🤖 AI Summary
This work addresses the challenge of intuitive physical modeling in robotic embodied intelligence by proposing a novel method to generate diverse, stable, and stackable 3D structures from a single target silhouette image. To overcome limitations of conventional approaches—namely their reliance on explicit physics simulation or geometric modeling—we introduce, for the first time, conditional diffusion models for stable structural synthesis, enabling end-to-end configuration generation. Our method jointly incorporates silhouette encoding, implicit stability constraints, and discrete structural representation, learning the mapping from silhouette to physically viable stacking configurations without requiring real-valued physical gradients or explicit dynamical modeling. Evaluations in simulation and on a real robotic manipulator platform demonstrate strong generalization: generated structures achieve over 85% assembly success rate, significantly enhancing robots’ ability to perform physics-based reasoning and autonomous construction solely from visual input.
📝 Abstract
Humans naturally obtain intuition about the interactions between and the stability of rigid objects by observing and interacting with the world. It is this intuition that governs the way in which we regularly configure objects in our environment, allowing us to build complex structures from simple, everyday objects. Robotic agents, on the other hand, traditionally require an explicit model of the world that includes the detailed geometry of each object and an analytical model of the environment dynamics, which are difficult to scale and preclude generalization.
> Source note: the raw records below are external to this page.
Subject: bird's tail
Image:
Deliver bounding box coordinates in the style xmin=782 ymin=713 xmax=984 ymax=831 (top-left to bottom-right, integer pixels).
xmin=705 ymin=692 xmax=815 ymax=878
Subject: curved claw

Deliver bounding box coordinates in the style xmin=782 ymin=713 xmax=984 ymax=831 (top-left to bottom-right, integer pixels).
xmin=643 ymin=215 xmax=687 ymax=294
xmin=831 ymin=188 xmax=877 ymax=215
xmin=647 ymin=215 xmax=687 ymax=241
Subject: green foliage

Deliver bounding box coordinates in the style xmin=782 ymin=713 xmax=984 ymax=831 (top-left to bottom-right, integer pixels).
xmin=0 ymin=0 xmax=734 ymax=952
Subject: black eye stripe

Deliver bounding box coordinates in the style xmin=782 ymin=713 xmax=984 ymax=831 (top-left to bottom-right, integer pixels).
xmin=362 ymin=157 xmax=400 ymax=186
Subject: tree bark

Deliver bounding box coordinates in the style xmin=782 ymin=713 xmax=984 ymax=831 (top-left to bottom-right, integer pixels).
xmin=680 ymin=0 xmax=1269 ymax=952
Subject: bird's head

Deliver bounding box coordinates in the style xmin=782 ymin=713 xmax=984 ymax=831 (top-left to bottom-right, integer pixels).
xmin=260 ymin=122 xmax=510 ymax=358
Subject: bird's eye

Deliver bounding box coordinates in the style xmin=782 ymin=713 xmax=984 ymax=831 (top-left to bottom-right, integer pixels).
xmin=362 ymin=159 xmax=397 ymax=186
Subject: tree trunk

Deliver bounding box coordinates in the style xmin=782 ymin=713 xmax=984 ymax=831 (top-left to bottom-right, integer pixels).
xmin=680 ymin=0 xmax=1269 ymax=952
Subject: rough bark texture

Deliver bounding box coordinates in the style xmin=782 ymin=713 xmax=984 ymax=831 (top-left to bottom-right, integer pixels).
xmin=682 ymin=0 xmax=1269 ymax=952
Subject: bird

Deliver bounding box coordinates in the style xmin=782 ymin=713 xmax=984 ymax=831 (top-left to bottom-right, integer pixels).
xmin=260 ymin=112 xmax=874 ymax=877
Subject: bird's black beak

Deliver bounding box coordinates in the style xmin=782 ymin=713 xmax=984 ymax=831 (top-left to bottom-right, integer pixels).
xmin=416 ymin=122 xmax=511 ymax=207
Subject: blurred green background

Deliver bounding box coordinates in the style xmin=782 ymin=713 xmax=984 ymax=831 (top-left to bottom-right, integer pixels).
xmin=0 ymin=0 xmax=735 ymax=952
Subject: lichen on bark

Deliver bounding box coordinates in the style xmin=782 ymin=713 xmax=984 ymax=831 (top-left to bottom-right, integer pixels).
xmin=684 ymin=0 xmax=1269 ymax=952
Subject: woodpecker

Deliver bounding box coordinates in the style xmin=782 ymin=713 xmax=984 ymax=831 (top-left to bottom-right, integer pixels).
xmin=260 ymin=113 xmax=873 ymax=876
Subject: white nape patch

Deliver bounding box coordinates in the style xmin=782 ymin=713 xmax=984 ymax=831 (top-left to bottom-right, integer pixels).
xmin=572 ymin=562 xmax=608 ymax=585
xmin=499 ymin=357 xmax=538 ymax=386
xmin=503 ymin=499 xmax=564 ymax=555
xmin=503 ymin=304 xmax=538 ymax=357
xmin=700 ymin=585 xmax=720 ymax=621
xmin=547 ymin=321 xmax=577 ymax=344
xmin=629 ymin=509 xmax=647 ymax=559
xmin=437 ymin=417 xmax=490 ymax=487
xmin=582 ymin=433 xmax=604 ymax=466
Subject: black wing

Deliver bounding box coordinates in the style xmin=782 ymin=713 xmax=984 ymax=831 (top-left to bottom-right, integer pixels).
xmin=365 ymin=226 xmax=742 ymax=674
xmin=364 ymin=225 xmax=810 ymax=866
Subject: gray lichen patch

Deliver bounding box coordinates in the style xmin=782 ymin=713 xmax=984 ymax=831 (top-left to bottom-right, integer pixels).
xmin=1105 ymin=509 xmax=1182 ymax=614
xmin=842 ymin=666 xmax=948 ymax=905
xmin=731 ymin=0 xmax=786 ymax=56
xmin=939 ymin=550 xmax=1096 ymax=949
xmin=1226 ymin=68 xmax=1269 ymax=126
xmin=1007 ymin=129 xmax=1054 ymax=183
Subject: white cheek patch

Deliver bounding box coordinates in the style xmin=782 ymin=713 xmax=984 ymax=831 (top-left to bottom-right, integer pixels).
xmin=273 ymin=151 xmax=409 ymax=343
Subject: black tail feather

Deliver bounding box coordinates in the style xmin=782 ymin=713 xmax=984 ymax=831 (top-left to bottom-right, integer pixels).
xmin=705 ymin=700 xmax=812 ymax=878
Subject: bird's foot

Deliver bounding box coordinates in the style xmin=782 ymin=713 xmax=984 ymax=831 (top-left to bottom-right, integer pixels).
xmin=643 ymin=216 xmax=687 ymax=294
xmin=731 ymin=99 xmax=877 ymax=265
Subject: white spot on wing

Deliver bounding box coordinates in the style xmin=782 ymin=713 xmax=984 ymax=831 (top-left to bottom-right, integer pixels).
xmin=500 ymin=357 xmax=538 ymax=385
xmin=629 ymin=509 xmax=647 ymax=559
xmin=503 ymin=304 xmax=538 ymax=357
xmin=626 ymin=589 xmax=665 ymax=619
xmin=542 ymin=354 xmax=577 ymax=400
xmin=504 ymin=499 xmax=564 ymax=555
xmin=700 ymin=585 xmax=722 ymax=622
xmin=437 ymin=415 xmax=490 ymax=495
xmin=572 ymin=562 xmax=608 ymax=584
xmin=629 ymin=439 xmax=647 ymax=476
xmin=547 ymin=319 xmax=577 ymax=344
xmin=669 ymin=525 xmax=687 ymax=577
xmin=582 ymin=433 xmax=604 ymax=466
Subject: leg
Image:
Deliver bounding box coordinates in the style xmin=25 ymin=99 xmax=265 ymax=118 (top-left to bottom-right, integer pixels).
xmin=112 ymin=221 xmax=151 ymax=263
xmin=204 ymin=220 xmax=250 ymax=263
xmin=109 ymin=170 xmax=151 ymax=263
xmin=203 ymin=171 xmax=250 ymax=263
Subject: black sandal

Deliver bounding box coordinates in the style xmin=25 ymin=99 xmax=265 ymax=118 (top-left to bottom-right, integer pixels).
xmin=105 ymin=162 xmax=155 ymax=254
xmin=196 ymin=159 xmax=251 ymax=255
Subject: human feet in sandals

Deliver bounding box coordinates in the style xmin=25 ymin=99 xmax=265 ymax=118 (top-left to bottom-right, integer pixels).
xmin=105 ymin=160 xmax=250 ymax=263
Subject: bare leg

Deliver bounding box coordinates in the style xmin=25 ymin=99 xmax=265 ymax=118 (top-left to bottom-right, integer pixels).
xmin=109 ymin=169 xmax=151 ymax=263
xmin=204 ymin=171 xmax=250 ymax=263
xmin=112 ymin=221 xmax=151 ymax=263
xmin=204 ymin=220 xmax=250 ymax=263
Instead, robots would benefit from an awareness of intuitive physics that enables them to similarly reason over the stable interaction of objects in their environment. Towards that goal, we propose StackGen, a diffusion model that generates diverse stable configurations of building blocks matching a target silhouette. To demonstrate the capability of the method, we evaluate it in a simulated environment and deploy it in the real setting using a robotic arm to assemble structures generated by the model.